Parigi comincia a stare stretta a Edinson Cavani. Il centravanti uruguayano ha definitivamente rotto con il PSG, e adesso il suo futuro sotto la Torre Eiffel è tutt’altro che certo. Alla base del suo malumore c’è la sua posizione in campo. Blanc, che per il suo PSG ha scelto da tempo il 4-3-3, impiega Cavani come esterno a sinistra, con Ibrahimovic riferimento centrale e Di Maria a destra.

L’ex centravanti del Napoli si è fatto andare bene la cosa fino a qualche settimana fa, quando ha manifestato direttamente a Blanc il proprio malcontento. Il tecnico del PSG non deve averla presa particolarmente bene, visto che – per tutta risposta – ha deciso di tenerlo in panchina per tutta la partita contro il Bastia. Subito dopo ha convocato una riunione con i senatori della squadra Ibrahimovic, Thiago Silva, Thiago Motta e Matuidi. Ordine del giorno: ovviamente Cavani e il suo malcontento.

Come ha poi rivelato lo stesso Blanc, Cavani vorrebbe passare dal 4-3-3 a 4-4-2 così da godere di una maggiore libertà offensiva. Troppo, negli ultimi due anni e mezzo, è stato secondo lui il sacrificio svolto sulla fascia a rincorrere gli avversari. Cavani crede di poter rendere molto di più da punta pura, da solo o al fianco di un altro attaccante. Che difficilmente però potrebbe essere Ibrahimovic. Quello dell’uruguayano somiglia infatti tantissimo a un aut…aut: “O io, o lui…”.

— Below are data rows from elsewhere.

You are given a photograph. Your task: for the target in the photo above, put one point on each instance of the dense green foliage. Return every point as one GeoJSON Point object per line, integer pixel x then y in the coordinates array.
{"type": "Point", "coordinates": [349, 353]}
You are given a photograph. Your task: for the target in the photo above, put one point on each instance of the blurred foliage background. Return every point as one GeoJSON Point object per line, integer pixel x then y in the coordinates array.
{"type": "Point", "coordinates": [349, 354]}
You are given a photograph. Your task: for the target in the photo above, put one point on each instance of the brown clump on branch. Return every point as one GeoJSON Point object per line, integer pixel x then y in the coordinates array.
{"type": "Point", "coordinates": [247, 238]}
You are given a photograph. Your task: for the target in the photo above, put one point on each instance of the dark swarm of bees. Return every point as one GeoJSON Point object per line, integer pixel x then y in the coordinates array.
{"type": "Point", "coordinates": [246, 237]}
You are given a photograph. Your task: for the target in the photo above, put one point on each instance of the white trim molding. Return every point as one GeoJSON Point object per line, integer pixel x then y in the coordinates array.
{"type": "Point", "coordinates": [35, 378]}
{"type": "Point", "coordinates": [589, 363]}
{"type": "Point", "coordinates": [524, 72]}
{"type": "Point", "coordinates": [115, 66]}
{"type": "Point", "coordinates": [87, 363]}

Blanc non ha negato la discussione avuta con l’ex centravanti del Napoli, e davanti ai giornalisti ha dichiarato: “Abbiamo un problema comportamentale con Cavani. Ne ho parlato con i senatori della squadra, anche se sarebbe sbagliato dire che lui è stato l’unico argomento della nostra discussione. Cavani vorrebbe che modificassimo il nostro sistema di gioco perché questo non gli consente di esprimere le sue qualità al 100%. Posso capirlo, anche se negli ultimi anni ha comunque fatto tanti gol, ma devo pensare agli equilibri della squadra”.

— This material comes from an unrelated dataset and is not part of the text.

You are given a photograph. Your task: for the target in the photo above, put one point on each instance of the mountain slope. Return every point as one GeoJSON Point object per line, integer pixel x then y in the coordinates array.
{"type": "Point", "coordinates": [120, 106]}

L’atmosfera è piuttosto tesa, e la conferma del cattivo clima che si respira all’interno del PSG è arrivata dal ritiro della squadra a Doha. Praticamente tutti i giocatori sono andati da Blanc per prendere le distanze da Cavani. All’allenatore è stato chiesto di non snaturare la squadra alla vigilia della fase cruciale della Champions League, l’obiettivo prioritario del PSG di questa stagione. Insomma, un solo contro tutti che rischia di non fare bene a nessuno. Né a Cavani, né al PSG.